Covariant and contravariant

The terms covariant and contravariant come up in many contexts. An earlier post discussed how the terms are used in programming and category theory. The meaning in programming is an instance of the general use in category theory.

Vector fields can be covariant or contravariant too. This is also an instance of the categorical usage, except the terminology is backward.

Michael Spivak explains:

Nowadays such situations are always distinguished by calling the things which go in the same direction “covariant” and the things which go in the opposite direction “contravariant.” Classical terminology used these same words, and it just happens to have reversed this: a vector field is called a contravariant vector field, while a section of T*M is called a covariant vector field. And no one had the gall or authority to reverse terminology sanctified by years of usage. So it’s very easy to remember which kind of vector field is covariant, and which is contravariant — it’s just the opposite of what it logically ought to be.

Emphasis added.

In defense of classical nomenclature, it was established decades before category theory. And as Spivak explains immediately following the quotation above, the original terminology made sense in its original context.

From Spivak’s Differential Geometry, volume 1. I own the 2nd edition and quoted from it. But it’s out of print so I linked to the 3rd edition. I doubt the quote changed between editions, but I don’t know.

Related: Applied category theory

3 thoughts on “Covariant and contravariant

  1. Marvellous! Thank you. This resolves an unfinished investigation by Erik Meijer and me on channel9.msdn.com http://bit.ly/VRmxOj . It so happens that I have Spivak’s magnum opus on my bucket list — I bought it when it first came out and it’s still on my bookshelf waiting for me.

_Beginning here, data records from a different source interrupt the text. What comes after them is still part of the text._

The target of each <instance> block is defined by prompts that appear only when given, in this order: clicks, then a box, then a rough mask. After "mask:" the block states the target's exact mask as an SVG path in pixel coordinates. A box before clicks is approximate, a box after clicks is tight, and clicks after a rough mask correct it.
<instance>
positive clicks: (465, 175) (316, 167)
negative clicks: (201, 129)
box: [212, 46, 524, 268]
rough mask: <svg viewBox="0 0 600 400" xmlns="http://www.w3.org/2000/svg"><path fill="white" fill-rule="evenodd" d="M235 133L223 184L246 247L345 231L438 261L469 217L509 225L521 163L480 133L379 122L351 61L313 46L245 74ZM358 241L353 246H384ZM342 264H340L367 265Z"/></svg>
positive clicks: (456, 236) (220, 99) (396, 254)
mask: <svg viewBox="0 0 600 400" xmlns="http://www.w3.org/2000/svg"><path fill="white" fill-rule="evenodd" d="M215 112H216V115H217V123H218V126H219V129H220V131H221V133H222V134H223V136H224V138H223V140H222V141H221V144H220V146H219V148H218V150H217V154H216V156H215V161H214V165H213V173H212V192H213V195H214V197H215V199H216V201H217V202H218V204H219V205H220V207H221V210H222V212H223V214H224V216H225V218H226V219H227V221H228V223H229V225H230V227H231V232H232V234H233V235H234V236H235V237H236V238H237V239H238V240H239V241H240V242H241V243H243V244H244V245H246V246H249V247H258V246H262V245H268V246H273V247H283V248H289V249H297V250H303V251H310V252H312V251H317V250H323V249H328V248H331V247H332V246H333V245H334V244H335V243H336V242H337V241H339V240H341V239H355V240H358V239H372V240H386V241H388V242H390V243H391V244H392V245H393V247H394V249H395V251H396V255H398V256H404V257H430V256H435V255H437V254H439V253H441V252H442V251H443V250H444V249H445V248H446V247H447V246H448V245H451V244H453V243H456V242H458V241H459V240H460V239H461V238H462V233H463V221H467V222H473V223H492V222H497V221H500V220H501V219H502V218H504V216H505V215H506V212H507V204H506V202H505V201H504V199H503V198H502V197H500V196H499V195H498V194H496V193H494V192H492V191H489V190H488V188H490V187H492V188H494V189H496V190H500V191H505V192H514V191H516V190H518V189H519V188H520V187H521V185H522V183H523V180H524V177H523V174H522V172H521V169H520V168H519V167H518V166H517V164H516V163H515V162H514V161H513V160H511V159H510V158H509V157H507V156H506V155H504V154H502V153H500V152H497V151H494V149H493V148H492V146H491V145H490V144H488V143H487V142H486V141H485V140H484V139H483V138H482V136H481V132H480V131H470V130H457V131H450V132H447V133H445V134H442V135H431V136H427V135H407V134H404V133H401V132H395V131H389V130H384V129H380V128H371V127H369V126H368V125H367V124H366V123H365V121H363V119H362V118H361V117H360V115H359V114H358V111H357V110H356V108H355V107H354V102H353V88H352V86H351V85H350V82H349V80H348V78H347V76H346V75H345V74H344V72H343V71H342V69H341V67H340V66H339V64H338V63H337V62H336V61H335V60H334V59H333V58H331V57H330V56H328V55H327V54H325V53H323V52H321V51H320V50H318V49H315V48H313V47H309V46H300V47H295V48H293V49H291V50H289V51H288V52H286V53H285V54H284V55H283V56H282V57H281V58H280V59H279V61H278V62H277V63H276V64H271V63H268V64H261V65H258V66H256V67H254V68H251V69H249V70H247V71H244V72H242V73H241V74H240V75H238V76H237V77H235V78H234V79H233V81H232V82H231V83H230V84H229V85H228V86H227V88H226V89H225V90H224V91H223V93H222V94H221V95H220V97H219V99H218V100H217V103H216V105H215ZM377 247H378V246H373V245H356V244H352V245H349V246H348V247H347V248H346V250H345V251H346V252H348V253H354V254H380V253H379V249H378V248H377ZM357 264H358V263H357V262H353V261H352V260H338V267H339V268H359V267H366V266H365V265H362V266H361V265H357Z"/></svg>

  2. “It’s the opposite of what it ought to be” is a mnemonic I have to avoid at all costs. I’ve used it a few times in the past, and invariably it becomes a vicious cycle in which my intuition about “what it ought to be” keeps flipping as I internalize it, and I get it wrong half the time for the rest of my life.

  3. It’s not the opposite of what it ought to be; you’re just mistaken in thinking vector fields are fundamental! Differential forms (“co-vectors” or “covariant vector fields”) vary WITH the underlying sheaf of functions under coordinate transformations, while (contravariant) vector fields vary in the OPPOSITE direction to functions.